Remuneration gives a vital indication of a company’s appetite in managing risk and whether it adopts a short or long-term mind-set says Evenlode's Sawan Kumar

External Writer 8 January, 2019 | 2:27PM

This article is part of Morningstar's "Perspectives" series, written by third-party contributors.

why shareholders should care about executive pay salary boardroom

Executive remuneration has been one of the most widely discussed issues for shareholders in recent history. Stories of eye-watering CEO pay packages have generated acres of column inches. However, for analysts, there is a more interesting subtext to the remuneration story: it acts as a key barometer in gauging the robustness of a firm’s corporate governance structure and the discipline of its capital allocation.

While the disparity of income is demonstrably not good for social cohesion, from an investment perspective, one could argue excessive pay is not necessarily a problem. Rather, the real area of contention is the lack of alignment between the company’s performance and its pay practices.

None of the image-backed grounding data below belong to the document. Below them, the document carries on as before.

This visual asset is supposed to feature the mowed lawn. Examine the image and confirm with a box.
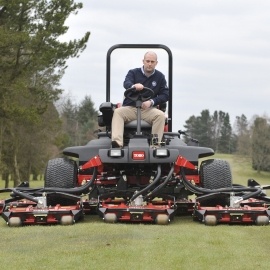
[0,154,270,270]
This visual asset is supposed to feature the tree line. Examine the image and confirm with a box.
[0,1,90,187]
[184,110,270,173]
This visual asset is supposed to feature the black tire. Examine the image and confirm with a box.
[44,158,78,206]
[200,159,232,206]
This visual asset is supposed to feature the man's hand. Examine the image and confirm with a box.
[142,100,152,110]
[133,83,144,91]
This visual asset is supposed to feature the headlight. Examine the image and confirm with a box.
[154,148,169,157]
[109,149,123,157]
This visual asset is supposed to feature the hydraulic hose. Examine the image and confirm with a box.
[2,167,98,203]
[42,166,98,194]
[129,165,161,203]
[180,167,263,197]
[11,189,40,203]
[144,164,175,200]
[241,188,263,200]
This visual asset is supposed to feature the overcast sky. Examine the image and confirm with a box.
[60,0,270,130]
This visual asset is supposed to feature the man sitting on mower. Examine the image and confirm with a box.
[111,51,169,148]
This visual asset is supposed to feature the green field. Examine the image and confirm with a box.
[0,154,270,270]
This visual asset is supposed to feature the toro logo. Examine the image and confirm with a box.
[132,151,145,160]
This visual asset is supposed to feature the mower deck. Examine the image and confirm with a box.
[193,200,270,226]
[1,193,270,226]
[99,198,175,225]
[1,199,84,227]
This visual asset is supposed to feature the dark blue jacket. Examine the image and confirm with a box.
[122,67,169,107]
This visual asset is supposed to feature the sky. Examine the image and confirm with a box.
[60,0,270,131]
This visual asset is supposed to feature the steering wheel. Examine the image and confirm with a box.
[124,87,155,102]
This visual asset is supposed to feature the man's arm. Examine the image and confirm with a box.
[151,75,169,106]
[123,69,135,89]
[124,69,145,91]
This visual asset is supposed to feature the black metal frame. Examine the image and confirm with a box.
[106,44,173,132]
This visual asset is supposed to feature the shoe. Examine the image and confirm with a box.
[111,141,121,148]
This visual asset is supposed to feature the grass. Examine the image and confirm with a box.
[1,154,270,270]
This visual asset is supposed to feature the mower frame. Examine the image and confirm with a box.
[1,44,270,226]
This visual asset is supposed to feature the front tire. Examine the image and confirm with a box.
[44,158,77,206]
[200,159,232,206]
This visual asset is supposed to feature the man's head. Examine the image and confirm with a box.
[143,51,158,75]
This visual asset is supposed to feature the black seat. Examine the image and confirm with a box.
[124,120,151,129]
[98,102,152,130]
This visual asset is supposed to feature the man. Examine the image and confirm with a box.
[111,51,169,148]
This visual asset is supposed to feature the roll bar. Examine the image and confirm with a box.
[106,44,173,132]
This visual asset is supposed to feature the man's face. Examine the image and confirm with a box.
[143,53,158,74]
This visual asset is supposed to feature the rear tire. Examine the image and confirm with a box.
[200,159,232,206]
[44,158,77,206]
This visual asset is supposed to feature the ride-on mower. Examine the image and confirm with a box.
[1,44,270,226]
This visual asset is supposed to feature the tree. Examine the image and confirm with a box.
[19,102,61,181]
[218,113,232,153]
[197,110,214,148]
[184,109,233,153]
[184,110,213,147]
[212,111,222,151]
[234,114,251,156]
[0,1,90,186]
[251,117,270,173]
[60,98,78,146]
[59,96,99,147]
[0,0,90,120]
[183,115,198,140]
[77,96,99,144]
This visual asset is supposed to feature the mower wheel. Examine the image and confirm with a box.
[104,213,117,223]
[60,215,74,225]
[200,159,232,206]
[156,214,169,225]
[8,217,22,227]
[45,157,77,206]
[255,216,269,226]
[204,215,217,226]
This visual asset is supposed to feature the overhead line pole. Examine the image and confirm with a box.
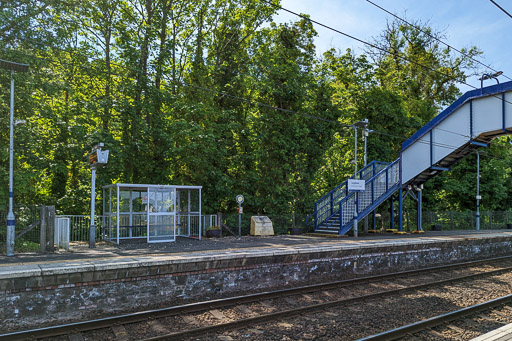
[476,151,480,231]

Throughout the last voting season, we voted in a total sixty meetings – with 22% of those meetings having at least one resolution where we’ve voted against management. Some of the topics we engaged on were a lack of independence on the board, over-boarding concerns, and company lobbying practices – however, the general theme centred on remuneration.

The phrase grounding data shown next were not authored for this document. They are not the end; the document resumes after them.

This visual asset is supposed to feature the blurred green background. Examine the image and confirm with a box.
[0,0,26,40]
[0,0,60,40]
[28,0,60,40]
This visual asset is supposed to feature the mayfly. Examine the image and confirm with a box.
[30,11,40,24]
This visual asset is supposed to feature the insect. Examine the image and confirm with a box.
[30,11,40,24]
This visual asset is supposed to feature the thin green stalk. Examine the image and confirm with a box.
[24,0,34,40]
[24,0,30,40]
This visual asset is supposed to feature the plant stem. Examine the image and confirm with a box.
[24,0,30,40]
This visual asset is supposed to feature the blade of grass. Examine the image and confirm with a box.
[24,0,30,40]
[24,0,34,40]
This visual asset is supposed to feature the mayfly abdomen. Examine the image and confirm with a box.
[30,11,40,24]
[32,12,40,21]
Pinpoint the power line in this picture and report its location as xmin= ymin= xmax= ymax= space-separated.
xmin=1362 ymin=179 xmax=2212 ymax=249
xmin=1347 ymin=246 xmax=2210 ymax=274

What Does Excessive Pay Tell Us?

Remuneration gives a vital indication of a company’s appetite in managing risk and whether it adopts a short or long-term mind-set. We don’t believe using earnings per share and relative total shareholder return as sole performance metrics are effective in rewarding management. We prefer to see metrics which have the capacity to correlate with the company’s long-term investment strategy.

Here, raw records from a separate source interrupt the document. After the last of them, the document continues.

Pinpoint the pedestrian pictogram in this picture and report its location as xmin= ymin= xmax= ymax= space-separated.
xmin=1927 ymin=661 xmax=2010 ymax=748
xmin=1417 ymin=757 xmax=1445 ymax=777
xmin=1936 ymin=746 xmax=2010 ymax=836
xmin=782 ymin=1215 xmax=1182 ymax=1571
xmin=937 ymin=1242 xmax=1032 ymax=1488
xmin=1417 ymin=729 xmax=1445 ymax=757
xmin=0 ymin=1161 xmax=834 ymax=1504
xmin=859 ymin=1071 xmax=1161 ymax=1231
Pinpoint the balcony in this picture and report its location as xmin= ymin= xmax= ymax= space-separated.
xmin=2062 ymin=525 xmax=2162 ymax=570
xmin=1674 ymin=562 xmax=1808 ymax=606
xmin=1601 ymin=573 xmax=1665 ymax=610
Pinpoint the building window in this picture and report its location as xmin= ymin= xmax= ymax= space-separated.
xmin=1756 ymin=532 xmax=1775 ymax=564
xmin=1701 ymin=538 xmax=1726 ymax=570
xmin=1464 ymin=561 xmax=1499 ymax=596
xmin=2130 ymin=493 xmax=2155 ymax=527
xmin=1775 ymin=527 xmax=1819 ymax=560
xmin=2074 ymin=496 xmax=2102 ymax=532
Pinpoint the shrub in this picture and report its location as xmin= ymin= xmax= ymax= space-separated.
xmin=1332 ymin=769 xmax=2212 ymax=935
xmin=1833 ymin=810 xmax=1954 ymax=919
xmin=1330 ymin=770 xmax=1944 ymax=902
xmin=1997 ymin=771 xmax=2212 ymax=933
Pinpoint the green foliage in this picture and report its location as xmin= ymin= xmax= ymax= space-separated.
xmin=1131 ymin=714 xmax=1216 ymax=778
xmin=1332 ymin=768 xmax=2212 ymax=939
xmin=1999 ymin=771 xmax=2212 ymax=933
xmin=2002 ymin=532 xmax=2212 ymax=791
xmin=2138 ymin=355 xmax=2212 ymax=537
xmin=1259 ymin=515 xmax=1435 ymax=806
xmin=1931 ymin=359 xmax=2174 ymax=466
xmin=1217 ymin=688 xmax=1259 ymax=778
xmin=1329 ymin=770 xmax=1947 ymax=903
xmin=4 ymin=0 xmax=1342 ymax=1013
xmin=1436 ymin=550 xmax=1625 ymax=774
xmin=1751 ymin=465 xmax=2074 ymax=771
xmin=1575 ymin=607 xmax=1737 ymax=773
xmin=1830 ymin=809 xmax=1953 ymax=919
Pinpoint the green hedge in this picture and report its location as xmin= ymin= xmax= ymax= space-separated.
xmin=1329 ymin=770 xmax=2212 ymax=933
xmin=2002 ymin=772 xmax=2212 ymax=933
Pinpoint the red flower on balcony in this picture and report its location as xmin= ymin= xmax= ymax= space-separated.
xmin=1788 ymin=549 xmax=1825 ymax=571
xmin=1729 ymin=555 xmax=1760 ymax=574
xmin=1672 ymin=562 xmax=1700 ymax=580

Earnings per share can be manipulated by the use of debt and financial leverage, to purchase earnings through acquisitions or buybacks. This can sometimes give a distorted view of the company’s profitability to the shareholders, and the market as a whole, as it can affect the metric in the short-term, while not necessarily improving company fundamentals.

Moreover, relative total shareholder return, although a good indicator to measure long-term investment performance, doesn’t necessarily take into account the company’s use of its invested capital or its return on assets. We instead prefer to see metrics such as, organic or recurring revenue growth, cash conversion, return on assets, or the measurement of progress on strategic objectives.

Finding Best-in-Class Opportunities

Ultimately remuneration is a question of a company’ approach; its philosophy. As investors, we must ask the question: is management a good long-term steward of capital? We consider stewardship, engagement and our voting activities to play an integral part in our investment process. They act as an engagement tool with our investee companies, where we can discuss their long-term investment strategy, their capital allocation, and other key governance issues.

We have created an annual general meeting analysis framework – which helps us highlight the best in class companies in our portfolios, from a stewardship perspective. The analysis allows us to go into more detail about the company’s board profile, its remuneration policies, and shareholder resolutions.

We feel providing an investor’s point of view is very important, hence we look to engage with companies, especially before, or after, the AGM. It may not necessarily lead to our recommendations being adopted in the short-term. However, creating a longstanding engagement with our investee companies can prove to be beneficial for them, and the long-term investor.

The question of excessive remuneration is an emotive one. The widening gulf in pay pervades industries across the globe, and is a major social issue that may be considered in the context of ESG factors. However, it is the misalignment of pay and performance that can untimely detect whether a company is a best-in-class firm that operates with a sustainable business model and long-term mindset.